The Rise and Fall and Rise of Vinyl
Let’s consider print versus pixels. Conventional wisdom states that printed books and magazines will be obsoleted by digital media, probably within a few decades. Except that’s not what’s happening. From 2008 to 2010, e-book sales rose almost 1,300 percent. Printed books went on the endangered species list. Borders bookstore declared bankruptcy. It was widely predicted that sales of e-books would surpass printed books sometime in 2015. Instead, e-book sales from major book publishers fell 10 percent in the first five months of 2015. It appears, at least for now, that e-book sales have plateaued at about 20 percent. Amazingly, the number of independent brick-and-mortar bookstores, selling printed books, has increased.
This is partly explained by the steep rise in the price of e-books. Thanks to price gouging, a printed book is now sometimes cheaper than an electronic one. Also, e-book subscription services, particularly Amazon’s Kindle Unlimited service, skew sales figures. And, these sales figures do not accurately reflect the millions of people reading self-published e-books; in that category, sales are up strongly. But, in any case, Gutenberg’s baby is alive and well.
Now let’s consider music. Conventional wisdom is quite clear on this. Sooner or later, physical media will cease to exist, and all delivery will be by streaming or download. Smart money has already bet heavily on this. For example, Apple paid $3 billion to buy Beats, largely because it wanted to strengthen its foothold in music streaming. It’s a done deal. Or is it?
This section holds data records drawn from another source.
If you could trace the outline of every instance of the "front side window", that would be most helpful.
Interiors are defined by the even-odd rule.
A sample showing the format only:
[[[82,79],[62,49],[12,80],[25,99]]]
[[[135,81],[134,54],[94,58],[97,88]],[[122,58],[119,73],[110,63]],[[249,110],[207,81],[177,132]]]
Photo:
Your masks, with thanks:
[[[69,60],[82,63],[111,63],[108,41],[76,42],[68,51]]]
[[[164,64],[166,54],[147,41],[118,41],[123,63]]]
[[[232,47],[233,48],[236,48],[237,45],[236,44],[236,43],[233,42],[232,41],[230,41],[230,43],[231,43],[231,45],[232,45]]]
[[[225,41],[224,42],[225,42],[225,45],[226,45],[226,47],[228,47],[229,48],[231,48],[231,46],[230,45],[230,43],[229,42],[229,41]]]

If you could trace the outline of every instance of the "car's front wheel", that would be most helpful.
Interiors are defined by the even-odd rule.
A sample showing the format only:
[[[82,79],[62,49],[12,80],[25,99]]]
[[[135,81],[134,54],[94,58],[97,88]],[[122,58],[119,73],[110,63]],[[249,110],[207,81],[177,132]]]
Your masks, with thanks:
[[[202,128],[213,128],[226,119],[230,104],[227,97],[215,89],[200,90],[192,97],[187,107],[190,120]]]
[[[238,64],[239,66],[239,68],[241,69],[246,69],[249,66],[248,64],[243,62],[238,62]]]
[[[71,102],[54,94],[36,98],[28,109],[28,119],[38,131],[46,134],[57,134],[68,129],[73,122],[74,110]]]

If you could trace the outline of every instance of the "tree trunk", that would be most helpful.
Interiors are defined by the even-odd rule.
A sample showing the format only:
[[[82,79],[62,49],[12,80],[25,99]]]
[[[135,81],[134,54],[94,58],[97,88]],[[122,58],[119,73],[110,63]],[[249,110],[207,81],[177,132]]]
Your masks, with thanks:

Vinyl is hopelessly, romantically sensual.Is there a parallel between books and music? Would consumers ever seriously begin buying physical music media again? Printed books offer readers a direct, hands-on experience that electronic text cannot provide. A printed book offers a welcome time-out from the ubiquitous screens in our lives.
With that in mind, is it conceivable that consumers want to turn back the clock on music technology? If so, how far? If we’re searching for music delivery that is charmingly antediluvian, we have to go further back than any digital media, back all the way to analog media. That is, to vinyl. Essentially, vinyl is to recorded music as a printed book is to text. They are both suitably primitive, yet familiar to us, and provide the perfect antidote to technology.
Vinyl sales have been rising for years; in the first half of 2015, sales were up 52 percent by value and now account for 30 percent of the value of physical media. Independent bookstores are making a comeback; could record shops possibly do the same? It all seems so improbable. Compared to obviously technically superior files, vinyl is bulky and fragile, prone to defects and degrades with use. Vinyl is everything that modern consumers shouldn’t want. But they do want vinyl. Why? Because compared to all other music delivery methods, vinyl is so hopelessly, romantically sensual.
Conventional wisdom isn’t always correct, or at least isn’t always on schedule. Sales of physical music media are declining. But the renaissance of vinyl informs us that more and more people are looking for a more satisfying way to listen to music.
The vinyl comeback, in my opinion, has become significant. Totally counterintuitive. But after dealing with technology all day, is there anything better than putting on a record and curling up with a good book? A printed book, of course.